Среди зарослей было душно, как в парнике, летали и ползали неприятные насекомые. Жене всегда было непонятно, зачем бежать, если можно спрятаться, а уж тем более, если имеешь дело с взрослым врагом. Сперва было дико страшно, и сердце стучало до тошноты, потом стало нормально, а потом – скучно. Тогда она решила сама с собой во что-то поиграть и стала медленно-медленно обходить периметр голубятни. Джунгли были со всех сторон одинаковые, в них ничего, кроме этой высокой, с жирным красноватым стеблем травы, не росло, только валялся иногда всякий мусор. Потому, когда в глубине чащи Женя увидела что-то большое и чёрное, ей стало любопытно. Сначала было достаточно лишь гадать, что это: камень ли, старая ли чья-то куртка или же мешок с мусором. Потом любопытство взяло верх. Чем ближе Женя приближалась, тем страшнее ей становилось, уже казалось, что оно живое, жуткое и дышит.

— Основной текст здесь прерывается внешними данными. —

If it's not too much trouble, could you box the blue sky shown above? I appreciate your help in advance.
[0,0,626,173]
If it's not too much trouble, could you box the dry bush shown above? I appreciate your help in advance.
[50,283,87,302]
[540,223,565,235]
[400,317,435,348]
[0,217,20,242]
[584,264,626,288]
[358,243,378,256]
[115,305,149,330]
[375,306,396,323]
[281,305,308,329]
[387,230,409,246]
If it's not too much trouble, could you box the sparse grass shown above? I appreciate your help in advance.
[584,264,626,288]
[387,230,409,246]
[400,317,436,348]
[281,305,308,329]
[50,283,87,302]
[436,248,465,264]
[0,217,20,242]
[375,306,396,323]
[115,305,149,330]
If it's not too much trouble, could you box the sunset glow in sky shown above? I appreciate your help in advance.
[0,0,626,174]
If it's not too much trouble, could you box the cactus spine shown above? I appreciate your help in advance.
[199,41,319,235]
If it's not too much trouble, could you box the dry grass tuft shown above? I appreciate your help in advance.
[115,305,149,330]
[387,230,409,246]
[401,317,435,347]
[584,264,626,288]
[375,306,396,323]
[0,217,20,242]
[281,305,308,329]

Сплинтер лежала на боку, вся перепачканная болотной гадостью, она тяжело дышала и глядела на девочку ужасным желтым глазом. Женя сначала решила просто уйти и даже немного ушла, но вернулась. Смотреть на Сплинтер не хотелось, трогать – тоже, бросить – как-то совсем не хорошо. Женя отвернулась, села на корточки и начала думать. А когда придумала – стала рвать и вытаптывать джунгли вокруг собаки. Она ставила метку.
В таком вялом состоянии Сплинтер в будку под кустом никак не помещалась, потому её положили рядом, на той же тряпке, на которой и несли. Арина плакала и сквозь слёзы говорила, что такую больную собаку ей точно завести не разрешат. Толик её успокаивал обещаниями привести брата, который учится на ветеринарном.

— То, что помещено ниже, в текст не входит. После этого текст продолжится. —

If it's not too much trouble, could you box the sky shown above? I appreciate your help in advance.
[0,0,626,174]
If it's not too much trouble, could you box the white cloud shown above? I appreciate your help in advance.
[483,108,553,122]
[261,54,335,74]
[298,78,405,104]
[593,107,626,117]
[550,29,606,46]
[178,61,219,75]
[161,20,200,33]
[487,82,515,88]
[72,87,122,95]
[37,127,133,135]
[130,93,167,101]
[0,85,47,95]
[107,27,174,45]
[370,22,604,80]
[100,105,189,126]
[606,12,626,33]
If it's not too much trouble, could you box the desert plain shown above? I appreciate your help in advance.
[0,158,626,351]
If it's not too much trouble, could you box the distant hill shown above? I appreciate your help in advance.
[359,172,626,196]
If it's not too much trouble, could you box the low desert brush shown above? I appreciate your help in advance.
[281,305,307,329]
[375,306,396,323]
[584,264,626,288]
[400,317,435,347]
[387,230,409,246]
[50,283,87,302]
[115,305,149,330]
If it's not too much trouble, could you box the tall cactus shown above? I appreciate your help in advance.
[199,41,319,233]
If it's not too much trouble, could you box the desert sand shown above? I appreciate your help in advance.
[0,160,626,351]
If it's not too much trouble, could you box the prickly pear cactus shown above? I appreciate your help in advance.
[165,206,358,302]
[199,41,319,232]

В половине девятого пришел Толин брат, он был белобрысый и весьма взрослый, лет, наверное, пятнадцать, у него с собой был чемоданчик. В чемоданчике оказалось много всяких ампул с полустёртыми названиями. Жене всегда нравилось играть в доктора и аптеку. Теперь ей очень хотелось потрогать всё это, но она стеснялась старшего брата. Его звали Серёжа, и, конечно же, у него не было никаких вшей, и у Толика, кстати, тоже не было. Серёжа отломил верхушечку у ампулы, набрал в шприц бесцветную жидкость и уколол больную прямо в ногу. Он проделал эту операцию несколько раз, девочки были поражены его профессионализмом. Серёжа обещал, что от лекарства Сплинтер заснёт, за ночь вылечится, а завтра всё будет уже хорошо. По дороге домой абсолютно счастливая Арина рассказывала Жене, как её родители тоже полюбят эту собаку.

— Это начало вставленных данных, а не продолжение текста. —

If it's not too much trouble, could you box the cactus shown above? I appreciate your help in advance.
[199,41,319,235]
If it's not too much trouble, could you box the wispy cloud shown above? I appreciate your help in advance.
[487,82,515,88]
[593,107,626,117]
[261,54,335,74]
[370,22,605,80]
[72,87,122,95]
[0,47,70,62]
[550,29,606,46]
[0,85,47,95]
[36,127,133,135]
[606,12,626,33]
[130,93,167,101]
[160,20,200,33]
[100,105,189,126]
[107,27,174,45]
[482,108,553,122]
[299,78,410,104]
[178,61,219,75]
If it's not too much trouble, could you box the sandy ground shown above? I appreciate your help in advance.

Ночью Женя проснулась от каких-то хлопков и треска, ей подумалось, что это может быть салют. Она открыла окно и высунулась почти наполовину, пытаясь вглядеться туда, где хлопало. Стали лететь комары, и пришлось вернуться в постель. Ей уже снилось, как она читает зоологический словарь, когда под окнами проехала пожарная машина.
Утром оказалось, что Сплинтер почему-то не выздоровела, а умерла. Девочки, конечно, плакали. Доктора виноватым никто не считал, потому Женя с Ариной обрадовались, когда Толик пообещал отдать бывшую собаку старшему брату на исследования. Подруги последний раз посмотрели на Сплинтер, взялись за руки и пошли на пепелище голубятни. Там от расплавленных бутылок остались такие прикольные блинчики. Каждая выбрала себе по пять красивеньких, и они отправились на ручей отмывать их от пепла, чтобы потом придумать какую-нибудь другую интересную игру.